45. The composition of claim 43, further comprising at least one thickening agent selected from a group consisting of polyvinyl alcohol, polyethylene glycol, methyl cellulose, and carboxymethyl cellulose.

46. The composition of claim 43, further comprising an agent modulating tonicity, wherein the agent is boric acid or sodium phosphate buffer.

47. The composition of claim 43, further comprising at least one surfactant to increase corneal penetration, wherein the at least one surfactant is selected from a group consisting of benzalkonium chloride, polysorbate 20, polysorbate 80, and dioctyl sodium sulpho succinate.

48. The composition of claim 43, further comprising a buffering agent to adjust the pH of the solution.

49. The composition of claim 43, wherein the ELP comprises about 5 to about 300 VPGXG sequences.

50. The composition of claim 43, wherein the X amino acid is hydrophilic, hydrophobic, or a combination thereof.

51. The composition of claim 43, wherein X is at least one selecting from Val, Ala, or Gly in a 1:8:7 ratio (SEQ ID NO:2), Val, Ala, or Gly in a 1:4:3 ratio (SEQ ID NO:3), Gly (SEQ ID NO:4), Ser (SEQ ID NO:5), His (SEQ ID NO:6), Val (SEQ ID NO:7), Leu (SEQ ID NO:8), Ile (SEQ ID NO:9), and a combination thereof.

52. The composition of claim 43, wherein the compound further comprises a cell-penetrating peptide (CPP) coupled to the ELP.

53. The composition of claim 52, herein the cell-penetrating peptide is selected from penetratin, Tat, SynB1, Bac, polyArg, MTS, Transportan, POD, and pVEC.

54. The composition of claim 43, wherein the compound further comprises an attachment site configured to couple to a therapeutic agent.

55. The composition of claim 54, wherein the attachment site comprises one or more Cys residues, one or more Lys residues, or a combination thereof.

56. The composition of claim 43, wherein the therapeutic agent is at least one selected from a group consisting of a VEGF antagonist, a member of the sFlt-1 family, a portion of the sFlt-1 protein (SEQ ID NO:10), sFlt-1 Ig-like domains 1, 2, 3 (SEQ ID NO:11), PEDF (SEQ ID NO:13), an anti-inflammatory drug and/or peptide, a BLP-1 peptide (SEQ ID NO:14), a parasin-1 peptide (SEQ ID NO:15), a magainin-2 peptide (SEQ ID NO:16), and a ranalexin peptide (SEQ ID NO:17).

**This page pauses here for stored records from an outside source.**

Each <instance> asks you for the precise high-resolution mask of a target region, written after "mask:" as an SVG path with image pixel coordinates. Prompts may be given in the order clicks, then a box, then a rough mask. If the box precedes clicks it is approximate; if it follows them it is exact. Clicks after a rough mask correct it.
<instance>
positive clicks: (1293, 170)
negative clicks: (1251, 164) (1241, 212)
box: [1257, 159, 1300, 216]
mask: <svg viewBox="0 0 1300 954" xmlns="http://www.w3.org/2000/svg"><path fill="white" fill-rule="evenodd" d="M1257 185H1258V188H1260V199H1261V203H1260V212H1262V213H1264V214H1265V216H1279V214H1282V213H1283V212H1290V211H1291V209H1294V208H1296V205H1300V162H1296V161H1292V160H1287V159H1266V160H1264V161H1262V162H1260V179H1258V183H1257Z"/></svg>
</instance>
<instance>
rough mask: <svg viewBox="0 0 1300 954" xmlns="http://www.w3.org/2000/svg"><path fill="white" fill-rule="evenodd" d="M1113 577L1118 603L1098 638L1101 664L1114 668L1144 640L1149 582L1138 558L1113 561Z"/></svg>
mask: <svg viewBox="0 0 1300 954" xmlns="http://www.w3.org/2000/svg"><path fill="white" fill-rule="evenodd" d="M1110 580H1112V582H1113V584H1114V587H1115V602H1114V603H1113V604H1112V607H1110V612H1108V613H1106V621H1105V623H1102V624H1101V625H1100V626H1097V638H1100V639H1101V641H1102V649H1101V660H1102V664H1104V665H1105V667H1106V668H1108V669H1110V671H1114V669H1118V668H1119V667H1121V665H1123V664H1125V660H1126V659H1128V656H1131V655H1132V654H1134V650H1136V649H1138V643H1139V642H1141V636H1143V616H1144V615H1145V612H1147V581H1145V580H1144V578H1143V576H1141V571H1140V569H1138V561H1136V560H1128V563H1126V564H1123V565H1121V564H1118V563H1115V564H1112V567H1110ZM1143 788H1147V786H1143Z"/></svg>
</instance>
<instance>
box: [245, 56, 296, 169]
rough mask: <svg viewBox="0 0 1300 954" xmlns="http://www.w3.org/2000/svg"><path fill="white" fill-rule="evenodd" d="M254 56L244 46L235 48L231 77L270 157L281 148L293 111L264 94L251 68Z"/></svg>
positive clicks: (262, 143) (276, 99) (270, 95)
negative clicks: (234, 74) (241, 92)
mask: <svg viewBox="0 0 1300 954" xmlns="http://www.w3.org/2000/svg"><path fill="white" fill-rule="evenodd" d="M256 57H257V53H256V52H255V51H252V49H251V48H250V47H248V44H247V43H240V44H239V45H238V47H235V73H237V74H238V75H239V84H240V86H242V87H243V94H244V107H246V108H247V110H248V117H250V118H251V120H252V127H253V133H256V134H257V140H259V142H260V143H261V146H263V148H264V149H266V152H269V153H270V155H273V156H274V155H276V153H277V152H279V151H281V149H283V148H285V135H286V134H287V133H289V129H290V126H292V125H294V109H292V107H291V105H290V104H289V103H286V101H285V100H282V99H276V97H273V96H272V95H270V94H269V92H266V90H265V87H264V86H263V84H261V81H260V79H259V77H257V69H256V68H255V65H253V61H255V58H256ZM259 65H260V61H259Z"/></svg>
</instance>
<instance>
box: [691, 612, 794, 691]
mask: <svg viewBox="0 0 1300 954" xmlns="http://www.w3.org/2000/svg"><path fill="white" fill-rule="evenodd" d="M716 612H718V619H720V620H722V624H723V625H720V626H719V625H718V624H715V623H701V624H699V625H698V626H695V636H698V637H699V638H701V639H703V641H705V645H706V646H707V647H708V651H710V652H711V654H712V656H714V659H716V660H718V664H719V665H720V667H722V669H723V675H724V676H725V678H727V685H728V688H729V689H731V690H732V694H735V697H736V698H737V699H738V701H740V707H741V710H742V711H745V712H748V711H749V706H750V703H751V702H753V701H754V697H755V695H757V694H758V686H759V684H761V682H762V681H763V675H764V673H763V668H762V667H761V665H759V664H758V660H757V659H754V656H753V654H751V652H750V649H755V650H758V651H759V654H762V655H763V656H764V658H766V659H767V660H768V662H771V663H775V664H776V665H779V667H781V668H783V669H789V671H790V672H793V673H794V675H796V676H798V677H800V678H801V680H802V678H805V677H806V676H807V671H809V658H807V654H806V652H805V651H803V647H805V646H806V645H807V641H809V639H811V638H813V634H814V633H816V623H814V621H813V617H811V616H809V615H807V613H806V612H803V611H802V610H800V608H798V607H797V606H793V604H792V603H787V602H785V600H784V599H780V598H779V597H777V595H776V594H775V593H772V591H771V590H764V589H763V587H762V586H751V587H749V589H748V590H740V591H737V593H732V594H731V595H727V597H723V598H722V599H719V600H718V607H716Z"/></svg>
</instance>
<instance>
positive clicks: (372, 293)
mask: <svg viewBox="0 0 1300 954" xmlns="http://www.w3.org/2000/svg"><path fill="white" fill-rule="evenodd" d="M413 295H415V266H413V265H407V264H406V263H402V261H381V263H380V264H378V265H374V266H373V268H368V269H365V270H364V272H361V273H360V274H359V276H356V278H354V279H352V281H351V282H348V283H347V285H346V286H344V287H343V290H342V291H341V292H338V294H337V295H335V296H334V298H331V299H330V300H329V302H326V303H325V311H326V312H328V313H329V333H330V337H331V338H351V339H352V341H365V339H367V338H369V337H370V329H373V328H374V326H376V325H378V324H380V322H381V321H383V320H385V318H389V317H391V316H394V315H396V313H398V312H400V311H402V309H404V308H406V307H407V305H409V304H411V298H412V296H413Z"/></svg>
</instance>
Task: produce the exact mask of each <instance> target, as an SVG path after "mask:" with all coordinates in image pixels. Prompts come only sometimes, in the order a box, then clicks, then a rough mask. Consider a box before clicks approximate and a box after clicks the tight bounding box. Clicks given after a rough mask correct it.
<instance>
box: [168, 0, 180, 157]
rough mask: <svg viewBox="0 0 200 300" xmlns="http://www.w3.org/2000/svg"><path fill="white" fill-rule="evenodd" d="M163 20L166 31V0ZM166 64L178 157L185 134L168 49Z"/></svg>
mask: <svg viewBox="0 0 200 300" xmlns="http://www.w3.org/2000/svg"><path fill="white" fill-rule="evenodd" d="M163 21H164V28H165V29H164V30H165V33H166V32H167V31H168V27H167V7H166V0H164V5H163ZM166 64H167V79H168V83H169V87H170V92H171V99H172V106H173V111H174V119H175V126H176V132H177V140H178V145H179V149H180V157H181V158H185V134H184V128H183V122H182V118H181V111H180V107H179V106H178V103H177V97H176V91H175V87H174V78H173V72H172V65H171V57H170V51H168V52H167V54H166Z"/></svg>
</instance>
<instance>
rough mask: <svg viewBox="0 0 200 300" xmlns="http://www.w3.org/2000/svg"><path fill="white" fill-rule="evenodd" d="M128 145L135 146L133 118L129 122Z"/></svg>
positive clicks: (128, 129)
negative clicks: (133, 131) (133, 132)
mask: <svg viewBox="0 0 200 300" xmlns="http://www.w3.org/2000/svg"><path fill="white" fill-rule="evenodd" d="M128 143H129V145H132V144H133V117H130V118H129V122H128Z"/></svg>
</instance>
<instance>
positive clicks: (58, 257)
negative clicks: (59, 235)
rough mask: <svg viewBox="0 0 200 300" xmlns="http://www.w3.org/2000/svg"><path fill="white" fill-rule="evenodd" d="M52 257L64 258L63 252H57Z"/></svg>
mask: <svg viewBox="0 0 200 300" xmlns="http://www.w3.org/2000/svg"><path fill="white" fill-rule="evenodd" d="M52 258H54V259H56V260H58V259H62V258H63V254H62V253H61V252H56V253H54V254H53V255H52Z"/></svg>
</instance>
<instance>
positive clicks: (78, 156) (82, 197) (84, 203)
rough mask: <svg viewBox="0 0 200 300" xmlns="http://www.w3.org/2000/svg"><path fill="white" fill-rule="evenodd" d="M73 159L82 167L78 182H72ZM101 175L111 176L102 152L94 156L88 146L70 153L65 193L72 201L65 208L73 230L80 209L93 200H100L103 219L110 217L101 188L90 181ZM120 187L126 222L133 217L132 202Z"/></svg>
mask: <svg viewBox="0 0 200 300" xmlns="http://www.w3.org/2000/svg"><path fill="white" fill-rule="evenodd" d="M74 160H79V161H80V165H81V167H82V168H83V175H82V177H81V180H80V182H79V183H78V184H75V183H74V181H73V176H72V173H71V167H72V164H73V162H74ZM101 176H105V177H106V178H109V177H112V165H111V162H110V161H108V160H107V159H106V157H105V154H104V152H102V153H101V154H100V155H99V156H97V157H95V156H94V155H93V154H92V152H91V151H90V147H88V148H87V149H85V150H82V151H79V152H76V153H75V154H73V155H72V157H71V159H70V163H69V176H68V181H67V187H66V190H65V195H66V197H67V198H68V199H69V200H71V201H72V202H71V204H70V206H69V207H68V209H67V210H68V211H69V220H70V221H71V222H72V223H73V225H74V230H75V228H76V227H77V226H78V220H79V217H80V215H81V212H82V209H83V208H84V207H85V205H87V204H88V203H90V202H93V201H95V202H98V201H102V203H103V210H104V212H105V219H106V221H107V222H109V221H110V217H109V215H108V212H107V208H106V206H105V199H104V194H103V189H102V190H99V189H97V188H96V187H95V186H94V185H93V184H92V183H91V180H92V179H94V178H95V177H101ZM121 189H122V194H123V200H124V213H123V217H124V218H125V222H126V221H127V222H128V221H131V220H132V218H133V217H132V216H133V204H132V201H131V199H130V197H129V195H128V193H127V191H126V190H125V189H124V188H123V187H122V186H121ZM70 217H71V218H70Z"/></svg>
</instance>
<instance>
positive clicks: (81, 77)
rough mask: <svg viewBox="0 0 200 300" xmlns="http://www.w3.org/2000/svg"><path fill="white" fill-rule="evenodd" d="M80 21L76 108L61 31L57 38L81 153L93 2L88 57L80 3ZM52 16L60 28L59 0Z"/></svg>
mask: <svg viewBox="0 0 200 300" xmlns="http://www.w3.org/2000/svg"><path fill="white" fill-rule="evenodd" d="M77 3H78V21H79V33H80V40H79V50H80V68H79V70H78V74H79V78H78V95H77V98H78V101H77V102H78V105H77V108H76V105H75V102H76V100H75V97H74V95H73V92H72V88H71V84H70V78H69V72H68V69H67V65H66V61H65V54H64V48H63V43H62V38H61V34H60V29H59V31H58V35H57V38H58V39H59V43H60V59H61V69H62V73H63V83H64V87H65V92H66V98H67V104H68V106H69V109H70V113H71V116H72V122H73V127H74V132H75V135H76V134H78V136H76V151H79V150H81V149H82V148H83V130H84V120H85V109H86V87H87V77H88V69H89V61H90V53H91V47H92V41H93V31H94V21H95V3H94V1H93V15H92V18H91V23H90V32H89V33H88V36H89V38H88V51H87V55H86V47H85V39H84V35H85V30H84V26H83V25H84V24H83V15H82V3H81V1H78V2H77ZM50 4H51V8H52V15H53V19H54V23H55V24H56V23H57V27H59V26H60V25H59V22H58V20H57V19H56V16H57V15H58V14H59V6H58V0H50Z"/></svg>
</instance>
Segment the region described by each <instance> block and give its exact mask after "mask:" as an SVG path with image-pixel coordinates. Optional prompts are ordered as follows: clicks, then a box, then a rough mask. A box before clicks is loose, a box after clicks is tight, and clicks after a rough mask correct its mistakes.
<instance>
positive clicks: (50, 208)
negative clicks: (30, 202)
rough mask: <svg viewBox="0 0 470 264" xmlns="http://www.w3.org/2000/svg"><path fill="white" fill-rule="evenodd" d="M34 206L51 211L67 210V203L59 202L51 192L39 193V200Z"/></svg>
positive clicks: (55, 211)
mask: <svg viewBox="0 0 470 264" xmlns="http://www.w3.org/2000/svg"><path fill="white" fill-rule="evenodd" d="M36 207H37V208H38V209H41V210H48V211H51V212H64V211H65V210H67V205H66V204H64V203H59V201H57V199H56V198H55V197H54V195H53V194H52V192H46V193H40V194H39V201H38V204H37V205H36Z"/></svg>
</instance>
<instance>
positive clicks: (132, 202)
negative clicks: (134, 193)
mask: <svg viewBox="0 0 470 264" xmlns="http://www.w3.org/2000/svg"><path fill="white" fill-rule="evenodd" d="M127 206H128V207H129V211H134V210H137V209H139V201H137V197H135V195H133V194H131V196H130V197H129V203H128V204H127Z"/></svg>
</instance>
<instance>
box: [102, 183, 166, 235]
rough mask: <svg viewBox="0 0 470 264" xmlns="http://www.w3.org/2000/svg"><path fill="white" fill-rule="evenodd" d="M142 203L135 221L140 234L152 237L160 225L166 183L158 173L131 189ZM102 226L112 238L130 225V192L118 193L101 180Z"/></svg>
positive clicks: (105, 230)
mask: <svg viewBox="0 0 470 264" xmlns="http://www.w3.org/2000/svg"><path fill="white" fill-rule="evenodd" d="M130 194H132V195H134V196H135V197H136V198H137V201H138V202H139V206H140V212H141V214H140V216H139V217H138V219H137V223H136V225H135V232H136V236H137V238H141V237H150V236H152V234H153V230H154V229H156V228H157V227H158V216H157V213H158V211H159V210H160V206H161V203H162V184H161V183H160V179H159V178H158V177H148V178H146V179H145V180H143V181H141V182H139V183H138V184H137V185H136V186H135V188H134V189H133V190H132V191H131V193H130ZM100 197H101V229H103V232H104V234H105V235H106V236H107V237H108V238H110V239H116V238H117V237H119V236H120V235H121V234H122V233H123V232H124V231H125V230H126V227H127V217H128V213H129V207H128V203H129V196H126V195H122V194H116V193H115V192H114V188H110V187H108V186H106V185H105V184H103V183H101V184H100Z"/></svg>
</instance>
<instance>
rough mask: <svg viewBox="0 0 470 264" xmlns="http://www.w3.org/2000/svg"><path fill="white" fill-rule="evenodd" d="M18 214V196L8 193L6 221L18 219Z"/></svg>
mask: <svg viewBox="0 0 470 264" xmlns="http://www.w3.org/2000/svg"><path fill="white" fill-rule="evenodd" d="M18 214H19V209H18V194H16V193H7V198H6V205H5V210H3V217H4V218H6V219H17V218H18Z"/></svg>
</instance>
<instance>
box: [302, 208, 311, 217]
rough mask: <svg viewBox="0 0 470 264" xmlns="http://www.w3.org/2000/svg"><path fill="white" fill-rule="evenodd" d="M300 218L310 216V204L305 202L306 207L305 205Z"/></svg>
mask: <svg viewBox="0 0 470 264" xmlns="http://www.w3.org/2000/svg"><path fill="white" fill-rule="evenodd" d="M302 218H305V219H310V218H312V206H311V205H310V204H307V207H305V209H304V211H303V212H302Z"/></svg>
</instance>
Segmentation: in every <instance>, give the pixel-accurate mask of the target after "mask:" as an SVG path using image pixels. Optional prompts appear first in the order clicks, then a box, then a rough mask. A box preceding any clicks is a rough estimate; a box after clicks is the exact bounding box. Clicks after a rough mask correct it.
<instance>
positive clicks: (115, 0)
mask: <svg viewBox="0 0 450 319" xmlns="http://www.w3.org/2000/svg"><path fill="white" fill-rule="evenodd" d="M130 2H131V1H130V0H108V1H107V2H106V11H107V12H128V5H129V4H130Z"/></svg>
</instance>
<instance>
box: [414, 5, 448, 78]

57. The composition of claim 43, wherein the ELP comprises at least about 5 repeats of the amino acid sequence VPGXG (SEQ ID NO: 1).

58. (canceled)

59. (canceled)

60. (canceled)

61. (canceled)

62. (canceled)

63. (canceled)

64. (canceled)

65. (canceled)

66. The composition of claim 43, further comprising a pharmaceutically acceptable carrier for topical delivery to an eye.